PATIENTS AND METHODS

Neutropenic patients with fever, diarrhea, and abdominal pain after intensive chemotherapy for hematologic malignancies were studied with abdominal US. We evaluated the degree of bowel wall thickening detected by US and its correlation with the duration of the clinical syndrome as well as NE-related mortality.

RESULTS

Eighty-eight (6%) of 1,450 consecutive patients treated for leukemia had clinical signs of NE. In 44 (50%) of 88 patients, US revealed pathologic wall thickening (mean +/- SD, 10.2 +/- 2.9 mm; range, 6 to 18). The mean duration of symptoms was significantly longer in this group (7.9 days) than among patients without mural thickening (3.8 days, P <.0001), and the NE-related mortality rate was higher (29.5% v 0%, P <.001). Patients with bowel wall thickness of more than 10 mm had a significantly higher mortality rate (60%) than did those with bowel wall thickness < or = 10 mm (4.2%, P <.001).

CONCLUSION

Symptomatic patients with sonographically detected bowel wall thickening have a poor prognosis compared with patients without this finding.

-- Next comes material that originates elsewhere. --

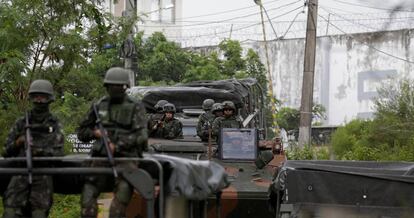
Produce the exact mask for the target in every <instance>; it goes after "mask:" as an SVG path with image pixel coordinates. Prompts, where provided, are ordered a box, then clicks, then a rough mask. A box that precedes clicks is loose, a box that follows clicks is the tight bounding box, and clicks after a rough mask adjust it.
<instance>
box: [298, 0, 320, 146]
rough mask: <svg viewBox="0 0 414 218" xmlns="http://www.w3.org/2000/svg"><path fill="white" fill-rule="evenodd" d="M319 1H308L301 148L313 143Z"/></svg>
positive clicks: (304, 63)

In addition, mural thickness of more than 10 mm is associated with poorer outcome among patients with NE.

摘要

目的

中性粒细胞减少性小肠结肠炎(NE)是强化化疗的一种严重并发症,仅凭临床体征很难识别。超声检查(US)通过显示肠壁病理性增厚来辅助NE的诊断。本研究的目的是评估超声检查评估的肠壁增厚程度对临床疑似NE患者的预后价值。

患者与方法

对血液系统恶性肿瘤强化化疗后出现发热、腹泻和腹痛的中性粒细胞减少患者进行腹部超声检查。我们评估了超声检查发现的肠壁增厚程度及其与临床综合征持续时间以及NE相关死亡率的相关性。

结果

1450例接受白血病治疗的连续患者中有88例(6%)有NE的临床体征。88例患者中的44例(50%)超声显示肠壁病理性增厚(平均±标准差,10.2±2.9mm;范围6至18mm)。该组患者的平均症状持续时间(7.9天)明显长于无肠壁增厚的患者(3.8天,P<.0001),且NE相关死亡率更高(29.5%对0%,P<.001)。肠壁厚度超过10mm的患者死亡率(60%)明显高于肠壁厚度≤10mm的患者(4.2%,P<.001)。

结论

与未发现此情况的患者相比,超声检查发现肠壁增厚的有症状患者预后较差。此外,NE患者中肠壁厚度超过10mm与较差的预后相关。